Ultra-Low NO_x Combustion in W-Flame Boilers: A Physics-Driven Framework via Dimensionless Peak-Temperature Height and Aerodynamic Optimization

W-flame boilers are widely used to burn low-volatile coals such as anthracite but often face high nitrogen oxides (NO_x) emissions due to intense combustion near the lower furnace. This study investigates NOx formation in a 660 MW supercritical W-flame boiler using validated high-fidelity simulations, with a focus on how secondary air injection beneath the arch influences combustion behavior. A key outcome of this work is the development of a quantitative and reliable control method based on the dimensionless height of the peak-temperature zone (h).
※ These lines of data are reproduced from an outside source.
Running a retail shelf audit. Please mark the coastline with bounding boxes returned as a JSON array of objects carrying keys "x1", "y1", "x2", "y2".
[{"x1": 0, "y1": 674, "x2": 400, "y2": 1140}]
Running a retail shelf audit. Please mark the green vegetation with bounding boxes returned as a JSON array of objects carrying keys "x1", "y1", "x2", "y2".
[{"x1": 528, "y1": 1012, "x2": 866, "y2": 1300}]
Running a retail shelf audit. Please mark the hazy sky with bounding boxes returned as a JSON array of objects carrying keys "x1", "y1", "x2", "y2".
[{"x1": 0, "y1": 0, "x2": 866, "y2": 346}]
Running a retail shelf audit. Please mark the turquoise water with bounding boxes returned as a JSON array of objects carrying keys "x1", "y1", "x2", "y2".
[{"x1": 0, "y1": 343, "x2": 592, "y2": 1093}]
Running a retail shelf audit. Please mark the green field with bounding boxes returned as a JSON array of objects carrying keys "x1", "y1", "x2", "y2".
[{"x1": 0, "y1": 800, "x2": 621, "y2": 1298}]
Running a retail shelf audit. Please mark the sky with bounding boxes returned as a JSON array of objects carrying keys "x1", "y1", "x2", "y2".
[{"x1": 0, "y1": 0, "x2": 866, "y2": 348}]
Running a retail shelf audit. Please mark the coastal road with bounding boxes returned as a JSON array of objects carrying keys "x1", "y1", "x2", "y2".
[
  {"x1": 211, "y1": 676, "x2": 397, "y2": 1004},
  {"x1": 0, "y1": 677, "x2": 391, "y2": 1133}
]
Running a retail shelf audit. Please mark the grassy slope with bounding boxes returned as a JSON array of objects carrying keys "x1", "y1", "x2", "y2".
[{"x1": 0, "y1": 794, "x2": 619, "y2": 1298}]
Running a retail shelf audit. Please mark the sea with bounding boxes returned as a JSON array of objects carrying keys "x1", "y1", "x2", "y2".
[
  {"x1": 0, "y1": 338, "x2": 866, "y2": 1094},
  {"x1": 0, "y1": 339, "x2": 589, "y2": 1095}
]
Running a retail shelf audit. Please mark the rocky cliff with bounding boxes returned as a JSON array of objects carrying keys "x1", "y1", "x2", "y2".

This parameter captures the spatial position of the high-temperature region and shows a strong correlation with NO_x emissions. Lower or negative h values, indicating a shift of peak-temperature zone below the throat, result in more uniform combustion and lower NO_x formation. The study further demonstrates that adjusting the Y-direction momentum, especially through sub-arch airflow and injection angle, provides a practical means to control h, linking airflow regulation with emission outcomes. Together, these insights form a physics-based control tool that bridges operational parameters and combustion dynamics. It offers a structured, real-time approach for optimizing flame structure and reducing NOx, enabling more efficient and cleaner operation of W-flame boilers.